I suppose they figured my problem really wasn’t that bad after all and would go away. Bah. :-/

James Kendrick

Mike, you have to understand that while I felt I was aware of everything with total clarity I was also “fuzzy” or not understanding everything as well as I would pre-stroke. Plus the human tendency is always to think that something will pass and not be an “event”.

Mike Cane

>>>It was very tiny, in fact the Neurologist told me that had it been the 3 mm that the admitting doctor had written in the report that I would have been a vegetable.

OK, that’s the frikkin SCARIEST sentence I have read this year — and you know I’ve been watching our economy go down the drain too, but you just beat all that!

And of course I’ve linked to you and to your heart report again.

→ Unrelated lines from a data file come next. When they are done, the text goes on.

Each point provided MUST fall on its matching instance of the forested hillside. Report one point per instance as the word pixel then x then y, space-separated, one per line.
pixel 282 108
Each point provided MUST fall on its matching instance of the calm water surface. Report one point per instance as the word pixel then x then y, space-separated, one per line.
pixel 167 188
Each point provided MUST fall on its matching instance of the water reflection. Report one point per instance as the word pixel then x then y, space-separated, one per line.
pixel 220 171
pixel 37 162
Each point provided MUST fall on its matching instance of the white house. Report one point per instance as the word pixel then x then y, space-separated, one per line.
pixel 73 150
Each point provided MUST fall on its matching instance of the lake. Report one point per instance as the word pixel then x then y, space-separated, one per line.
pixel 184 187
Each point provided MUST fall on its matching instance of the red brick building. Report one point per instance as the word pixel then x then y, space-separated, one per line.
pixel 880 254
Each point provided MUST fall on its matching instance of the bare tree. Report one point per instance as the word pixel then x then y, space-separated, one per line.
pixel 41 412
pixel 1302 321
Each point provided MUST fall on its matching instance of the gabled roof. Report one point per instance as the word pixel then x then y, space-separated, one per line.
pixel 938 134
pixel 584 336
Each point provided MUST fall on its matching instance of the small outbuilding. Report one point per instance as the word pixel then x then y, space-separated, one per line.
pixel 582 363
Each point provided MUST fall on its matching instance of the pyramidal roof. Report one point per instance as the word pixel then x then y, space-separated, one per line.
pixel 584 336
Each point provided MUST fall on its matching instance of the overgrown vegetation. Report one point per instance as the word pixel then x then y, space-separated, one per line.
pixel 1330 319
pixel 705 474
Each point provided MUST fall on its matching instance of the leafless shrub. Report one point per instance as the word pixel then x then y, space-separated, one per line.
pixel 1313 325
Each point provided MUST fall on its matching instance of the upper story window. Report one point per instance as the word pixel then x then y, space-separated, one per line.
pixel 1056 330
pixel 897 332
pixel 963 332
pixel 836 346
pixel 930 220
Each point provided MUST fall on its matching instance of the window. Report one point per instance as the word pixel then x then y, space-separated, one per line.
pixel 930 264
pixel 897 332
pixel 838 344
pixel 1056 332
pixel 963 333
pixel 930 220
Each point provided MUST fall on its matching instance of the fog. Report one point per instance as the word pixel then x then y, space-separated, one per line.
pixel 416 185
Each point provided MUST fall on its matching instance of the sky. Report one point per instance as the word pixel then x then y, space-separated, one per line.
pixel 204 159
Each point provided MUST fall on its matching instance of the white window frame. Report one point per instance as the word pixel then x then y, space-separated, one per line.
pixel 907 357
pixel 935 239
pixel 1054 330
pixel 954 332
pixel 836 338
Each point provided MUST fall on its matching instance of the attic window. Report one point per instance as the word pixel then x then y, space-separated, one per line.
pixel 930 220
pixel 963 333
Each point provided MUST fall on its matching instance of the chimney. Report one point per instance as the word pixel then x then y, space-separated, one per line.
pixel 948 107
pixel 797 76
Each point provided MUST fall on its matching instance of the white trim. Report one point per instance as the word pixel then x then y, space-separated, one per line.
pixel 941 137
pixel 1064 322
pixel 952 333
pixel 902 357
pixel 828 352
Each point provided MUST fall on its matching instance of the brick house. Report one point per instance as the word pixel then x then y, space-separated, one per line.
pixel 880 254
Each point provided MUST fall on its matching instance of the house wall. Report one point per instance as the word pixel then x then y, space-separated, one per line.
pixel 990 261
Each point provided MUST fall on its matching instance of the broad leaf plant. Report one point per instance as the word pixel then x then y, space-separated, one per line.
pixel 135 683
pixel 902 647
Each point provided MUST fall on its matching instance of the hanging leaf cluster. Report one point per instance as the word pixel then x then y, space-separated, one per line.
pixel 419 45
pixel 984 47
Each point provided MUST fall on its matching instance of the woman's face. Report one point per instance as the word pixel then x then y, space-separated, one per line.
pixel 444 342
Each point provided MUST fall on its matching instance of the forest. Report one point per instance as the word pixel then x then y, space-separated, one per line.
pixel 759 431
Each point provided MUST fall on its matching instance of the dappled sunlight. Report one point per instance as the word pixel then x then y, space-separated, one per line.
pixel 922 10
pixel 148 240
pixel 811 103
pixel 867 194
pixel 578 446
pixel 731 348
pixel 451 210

Why did you go lay down?! Why not call 911 immediately? That what I don’t understand. You can’t tough out stuff like that!

James Kendrick

Thank you all so much for your kind words. I hope that this does raise the awareness of what can be although I hope none of you has to find out. I am doing very, very well and thankful each day for that. You guys are part of the family, even those of you who kick my butt in Scrabulous. :) Take care, everyone!

Susan aka gasusan2005

Thanks for sharing your personal experience. In doing so, you may have saved the life of one of your readers who might recognize the warning sides and take them for the serious ones they are.

I am thankful you have recovered…. I know you have one or two cell phones there at “the Manor”. Keep one close by….and if there ever is a next time… dial 911 (please)


And Genghis’s comment wasn’t there when I started mine! :-)


Yeah, I think Woadan probably echoed the thoughts of many of us who’ve been concerned and wondering about how you are doing in the aftermath of your stroke, but who didn’t want to bring it up. Thanks from me too for telling the story. It could be helpful to some of us in the future … .

Genghis Khent

JK, I join in those others who feel, though we may have never met you, that you are part of our lives. I’m glad you are doing better. I also appreciate your sharing your story. It may help some of us who may experience this in the future. Take care.


Thank you for sharing this, James. I’m amazed by the whole experience. You two were so level-headed. It seems so terrifying, but you two just did what you needed to. I’m so impressed by how quickly and completely you’ve bounced back. I’m sure when it’s happening it doesn’t seem “lucky,” but my goodness, a bit one way or the other . . . well, it gives me the chills thinking about it.

We’re the lucky ones, James, that you’re here and just being you.



James, you’re a part of our family. (Or, if you prefer since this is your blog and you allow us to visit, we’re a part of yours.) So what hits you hits us, too.

I had been wondering how you were doing, but hadn’t fired off an email because if you weren’t talking about it, I wasn’t sure I should bring it up.

Hopefully all will continue to go well.



borax99 (Alain C.)

JK, you did a great job describing your stroke. I felt like I was reliving mine ! I find it funny that I made the same bad decision you made about not calling an ambulance, I called my spouse back from work because I couldn’t pick myself off the floor, and I figured we could make it to the hospital in a cab.

In my case, now if I get the slightest taste of that “special dizziness,” I’ll be on 911 so freakin’ fast the operator won’t know what hit ’em !

Very scary stuff. Thanks for being so open about the matter.


James, thanks for sharing your story. I think you are wrong about the personal stuff, though. We care about you guys and stories like this matter. Here’s to better health, and me continuing to kick your butt in Scrabulous! ;-)


Wow. That’s heavy. Thanks for the information. Praying you will continue to do well.



That was some good information, thankfully you are doing well. Thank you for sharing this with us.


Hi JK,

Sad to hear about this. I know this would be painful to go through. We pray GOD to wish you a speedy recovery and good health and the strength for your family to endure these tough times.